Saboo told me they hv only gtx 460's.

plz help me with price and shop detail in kolkata.
i m new here so dont know about reputed shops at chandni market.


----------



## Tenida (May 5, 2011)

You can try Vedant Computers or MD computers.Its price at 14400@all.
Good luck.Vedant is situated near HDFC bank in chandni and MD is near chandni chowk metro station.


----------



## ithehappy (May 5, 2011)

Yea, go to Vedant Computer Sales, I purchased my ASUS from them. They might not have the MSI one in stock but if you give order then you should get it within a week. Their price is very reasonable compare to other shops, that's why I recommend it.


----------



## game-freak (May 5, 2011)

if ur open 2 the idea of buying online buy from smc international they have MSI GTX 560 Ti TWIN FROZR for the best price check it out


----------



## Tenida (May 5, 2011)

But if you buy msi product online then trirupati will not give after sales support so its safe to buy locally.


----------



## ithehappy (May 5, 2011)

Yes, I think the same. But SMC do have a Golden version of the MSI GTX 560 @ Rs. 15700, lets see if OP finds it locally or not.
Here,

MSI N560GTX-Ti Twin Frozr II Golden Edition--Free shipping


----------



## Tenida (May 5, 2011)

Whats diff. between normal version frozer and golden ones?


----------



## randeepkumarsatpathy (May 5, 2011)

recently i chked with TOPNOCH they hv OC version for 14300, but SMC selling it @ 13500 (HOW ?).

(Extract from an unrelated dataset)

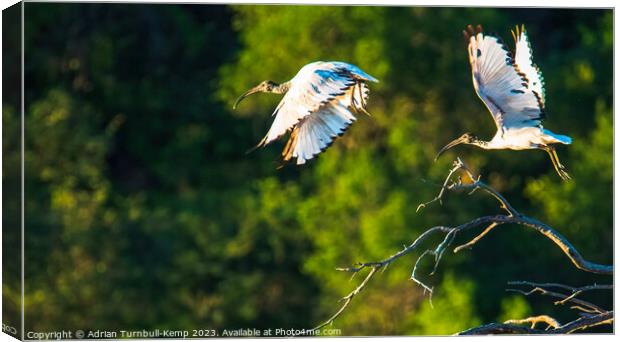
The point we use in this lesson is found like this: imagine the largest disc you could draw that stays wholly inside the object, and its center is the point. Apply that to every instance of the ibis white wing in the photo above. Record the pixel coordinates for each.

this saturday i'll visit both Vedant and Topnoch & try to get it at good price.

thanx Tenida, ithehappy, game-freak for helping me

plz suggest a psu for gtx560 ti within 4k.

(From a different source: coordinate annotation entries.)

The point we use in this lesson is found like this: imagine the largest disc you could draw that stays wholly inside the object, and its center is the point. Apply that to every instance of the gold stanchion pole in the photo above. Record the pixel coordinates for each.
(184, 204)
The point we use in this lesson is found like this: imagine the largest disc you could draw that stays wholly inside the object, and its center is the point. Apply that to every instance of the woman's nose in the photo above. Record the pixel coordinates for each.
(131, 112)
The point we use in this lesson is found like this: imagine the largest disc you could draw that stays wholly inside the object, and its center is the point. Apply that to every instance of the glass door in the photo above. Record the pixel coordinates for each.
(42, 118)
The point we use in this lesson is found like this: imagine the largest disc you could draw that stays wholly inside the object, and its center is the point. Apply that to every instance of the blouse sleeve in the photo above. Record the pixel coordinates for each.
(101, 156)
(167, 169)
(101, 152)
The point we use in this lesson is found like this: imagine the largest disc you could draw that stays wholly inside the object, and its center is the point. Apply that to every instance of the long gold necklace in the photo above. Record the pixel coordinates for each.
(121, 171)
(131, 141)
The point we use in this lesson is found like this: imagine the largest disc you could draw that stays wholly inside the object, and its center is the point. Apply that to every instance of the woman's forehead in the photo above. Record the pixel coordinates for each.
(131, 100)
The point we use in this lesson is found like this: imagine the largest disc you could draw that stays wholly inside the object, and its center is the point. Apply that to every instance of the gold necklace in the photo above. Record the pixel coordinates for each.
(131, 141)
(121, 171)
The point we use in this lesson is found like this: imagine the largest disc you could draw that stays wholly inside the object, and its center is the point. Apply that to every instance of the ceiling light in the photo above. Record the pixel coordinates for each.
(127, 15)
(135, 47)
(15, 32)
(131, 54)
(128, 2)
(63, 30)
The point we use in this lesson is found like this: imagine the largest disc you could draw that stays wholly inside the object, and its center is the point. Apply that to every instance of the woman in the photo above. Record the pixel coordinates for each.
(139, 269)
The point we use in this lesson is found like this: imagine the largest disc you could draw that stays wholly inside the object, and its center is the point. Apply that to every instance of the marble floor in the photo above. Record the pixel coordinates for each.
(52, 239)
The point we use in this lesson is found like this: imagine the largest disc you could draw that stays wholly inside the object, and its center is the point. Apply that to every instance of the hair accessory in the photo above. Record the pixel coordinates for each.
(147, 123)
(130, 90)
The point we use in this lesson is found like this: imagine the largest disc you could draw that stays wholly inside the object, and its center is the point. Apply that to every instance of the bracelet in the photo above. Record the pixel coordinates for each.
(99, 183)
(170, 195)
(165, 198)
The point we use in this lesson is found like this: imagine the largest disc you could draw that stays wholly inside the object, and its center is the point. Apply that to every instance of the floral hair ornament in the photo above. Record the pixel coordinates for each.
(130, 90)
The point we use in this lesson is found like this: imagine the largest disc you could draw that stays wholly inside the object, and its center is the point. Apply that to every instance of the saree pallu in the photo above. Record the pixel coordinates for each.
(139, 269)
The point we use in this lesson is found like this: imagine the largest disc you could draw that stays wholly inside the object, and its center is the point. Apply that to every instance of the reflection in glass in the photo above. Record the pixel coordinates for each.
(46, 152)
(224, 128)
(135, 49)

my current one is 450 watt and i use 3 extra fans + an additional pata hdd.


----------



## Tenida (May 5, 2011)

Post your whole configaration?


----------



## ithehappy (May 5, 2011)

Tenida said:


> Whats diff. between normal version frozer and golden ones?



As far I know the Golden version has all copper heatsink and cover, while the rest of them has aluminum one. This unique all copper design and heat pipes will help to transfer the heat quickly and the card should keep itself cool.


----------



## coderunknown (May 5, 2011)

randeepkumarsatpathy said:


> recently i chked with TOPNOCH they hv OC version for 14300, but SMC selling it @ 13500 (HOW ?).

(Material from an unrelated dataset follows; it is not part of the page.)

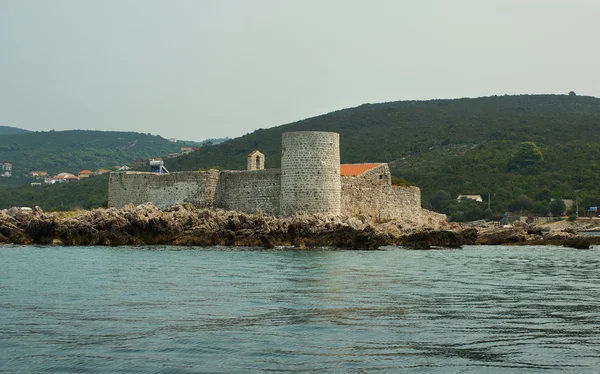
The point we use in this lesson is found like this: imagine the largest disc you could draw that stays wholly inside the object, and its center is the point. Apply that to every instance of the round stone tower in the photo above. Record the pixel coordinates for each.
(310, 173)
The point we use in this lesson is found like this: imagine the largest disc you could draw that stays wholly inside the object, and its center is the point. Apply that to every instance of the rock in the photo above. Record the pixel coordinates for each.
(184, 224)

taxes & also you can bargain with local sellers, not with an online delaer.



randeepkumarsatpathy said:


> plz suggest a psu for gtx560 ti within 4k.
> 
> my current one is 450 watt and i use 3 extra fans + an additional pata hdd.



Corsair VX450W will support your card & easy to find locally.


----------



## randeepkumarsatpathy (May 7, 2011)

today my frnd  buy a asus gtx 560 @13500 from vedant.
they told me they'll bring msi gtx 560 oc and hawk next week.


----------



## Tachyon1986 (May 12, 2011)

I got my MSI GTX 560Ti TwinFrozr-II from SMC International. They accept only direct bank-to-bank transfers , so your payment might get delayed due to NEFT protocol.

Never heard of this Golden version though , then again I got my 560Ti way back and it's a kickass card.


----------



## Just Dial (Jun 8, 2011)

randeepkumarsatpathy said:


> guys i m not able to find any shop who sell any version of MSI gtx 560 Ti in kolkata.
> Saboo told me they hv only gtx 460's.
> 
> plz help me with price and shop detail in kolkata.
> i m new here so dont know about reputed shops at chandni market.



Hi,
You can try at Macro Infotech located Nr RLY East Cabin, Uluberia,Howrah,Medinipur, Uluberia, Howrah . Ph.No +(91)-33-66342003

Regards,
Just Dial.


----------



## avikchanda85 (Jul 17, 2011)

*Re: Where to BUY samsung 27 inch led monitor in KOLKATA*

Where to BUY samsung 27 inch led monitor in KOLKATA . please help me guys.............and tell me the shop name, and price......


----------